Methods: To evaluate IHC as a prescreening tool, 441 specimens, including small biopsies and surgical specimens, were analyzed prospectively on the Grenoble molecular genetics platform. EGFR and KRAS mutation analyses and ALK IHC, using the 5A4 mAb on an automated staining module, were performed on all specimens; 100 were tested by both ALK IHC and FISH (break-apart probe).
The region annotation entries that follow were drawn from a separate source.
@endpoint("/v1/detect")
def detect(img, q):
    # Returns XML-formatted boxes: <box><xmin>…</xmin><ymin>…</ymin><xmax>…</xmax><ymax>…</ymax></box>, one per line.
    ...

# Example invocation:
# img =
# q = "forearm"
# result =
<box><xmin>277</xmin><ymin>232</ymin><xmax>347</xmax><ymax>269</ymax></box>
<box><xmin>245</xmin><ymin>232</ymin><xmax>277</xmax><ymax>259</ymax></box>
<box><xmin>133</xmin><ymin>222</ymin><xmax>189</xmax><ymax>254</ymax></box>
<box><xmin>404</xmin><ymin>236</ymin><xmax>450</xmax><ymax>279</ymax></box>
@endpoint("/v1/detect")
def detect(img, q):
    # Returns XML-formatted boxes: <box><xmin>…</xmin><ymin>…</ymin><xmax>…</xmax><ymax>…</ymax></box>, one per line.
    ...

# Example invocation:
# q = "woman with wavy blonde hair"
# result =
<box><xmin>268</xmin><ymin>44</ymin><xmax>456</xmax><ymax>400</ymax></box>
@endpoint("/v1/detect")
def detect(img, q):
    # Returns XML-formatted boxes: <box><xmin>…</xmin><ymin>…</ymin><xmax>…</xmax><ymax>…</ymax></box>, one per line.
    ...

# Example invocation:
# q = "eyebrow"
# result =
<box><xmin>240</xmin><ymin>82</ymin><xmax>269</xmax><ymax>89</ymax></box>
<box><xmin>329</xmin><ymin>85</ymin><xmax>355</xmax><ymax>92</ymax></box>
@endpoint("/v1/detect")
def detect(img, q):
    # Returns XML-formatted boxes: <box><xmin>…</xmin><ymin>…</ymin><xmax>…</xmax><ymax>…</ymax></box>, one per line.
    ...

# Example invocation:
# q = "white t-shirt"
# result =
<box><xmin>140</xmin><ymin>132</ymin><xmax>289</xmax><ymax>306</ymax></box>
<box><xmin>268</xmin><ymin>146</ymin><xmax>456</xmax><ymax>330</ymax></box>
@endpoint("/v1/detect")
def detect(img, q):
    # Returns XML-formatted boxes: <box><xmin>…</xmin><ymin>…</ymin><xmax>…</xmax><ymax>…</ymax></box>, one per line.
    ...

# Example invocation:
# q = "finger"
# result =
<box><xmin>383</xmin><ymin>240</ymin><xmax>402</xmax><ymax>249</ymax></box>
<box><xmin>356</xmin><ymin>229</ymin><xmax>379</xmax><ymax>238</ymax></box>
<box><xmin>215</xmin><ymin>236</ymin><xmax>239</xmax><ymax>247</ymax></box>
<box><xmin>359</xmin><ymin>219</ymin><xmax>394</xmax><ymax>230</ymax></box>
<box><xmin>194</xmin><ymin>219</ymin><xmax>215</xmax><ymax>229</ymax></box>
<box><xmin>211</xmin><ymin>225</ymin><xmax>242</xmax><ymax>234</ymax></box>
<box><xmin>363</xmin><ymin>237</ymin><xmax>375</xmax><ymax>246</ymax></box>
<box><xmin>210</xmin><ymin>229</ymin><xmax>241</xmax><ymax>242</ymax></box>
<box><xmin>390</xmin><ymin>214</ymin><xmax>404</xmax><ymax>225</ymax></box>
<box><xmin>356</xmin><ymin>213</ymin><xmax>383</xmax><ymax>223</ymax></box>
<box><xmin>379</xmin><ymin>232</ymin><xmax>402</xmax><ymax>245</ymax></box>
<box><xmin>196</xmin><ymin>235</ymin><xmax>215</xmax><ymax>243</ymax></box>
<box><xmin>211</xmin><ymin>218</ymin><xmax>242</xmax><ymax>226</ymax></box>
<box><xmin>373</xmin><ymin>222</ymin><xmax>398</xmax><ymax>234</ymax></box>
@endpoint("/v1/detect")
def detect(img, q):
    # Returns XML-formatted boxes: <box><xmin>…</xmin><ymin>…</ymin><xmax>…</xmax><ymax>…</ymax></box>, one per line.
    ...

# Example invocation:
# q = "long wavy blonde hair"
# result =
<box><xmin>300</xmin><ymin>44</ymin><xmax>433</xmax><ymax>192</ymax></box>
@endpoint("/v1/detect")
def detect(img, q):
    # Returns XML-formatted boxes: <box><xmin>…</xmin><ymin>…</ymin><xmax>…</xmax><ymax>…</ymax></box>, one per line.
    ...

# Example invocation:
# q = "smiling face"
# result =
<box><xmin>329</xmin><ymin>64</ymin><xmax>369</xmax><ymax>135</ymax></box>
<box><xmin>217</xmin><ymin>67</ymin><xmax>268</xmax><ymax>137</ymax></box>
Results: Twenty-seven cases out of 441 were strongly positive (3+ intensity in more than 60% of cells) with ALK mAb, two additional cases exhibited a faint staining (1+) in less than 30% of the cells. Among the 100 cases analyzed by IHC and FISH, 19 were not interpretable by FISH, but 21 were positive with both techniques. Sensitivity and specificity of IHC when compared with FISH were 95 and 100%, respectively. Eleven patients were included in crizotinib trials. Among the 352 analyzable specimens for mutations, 7% were EGFR and 29% were KRAS mutated.
Conclusions: Our IHC protocol, using a commercially available antibody and an amplification step on an automated staining module, led to intense cytoplasmic staining in 6.5% of the adenocarcinomas screened. Our results favor ALK IHC prescreening on a daily routine on surgical specimens and on small biopsies before FISH testing.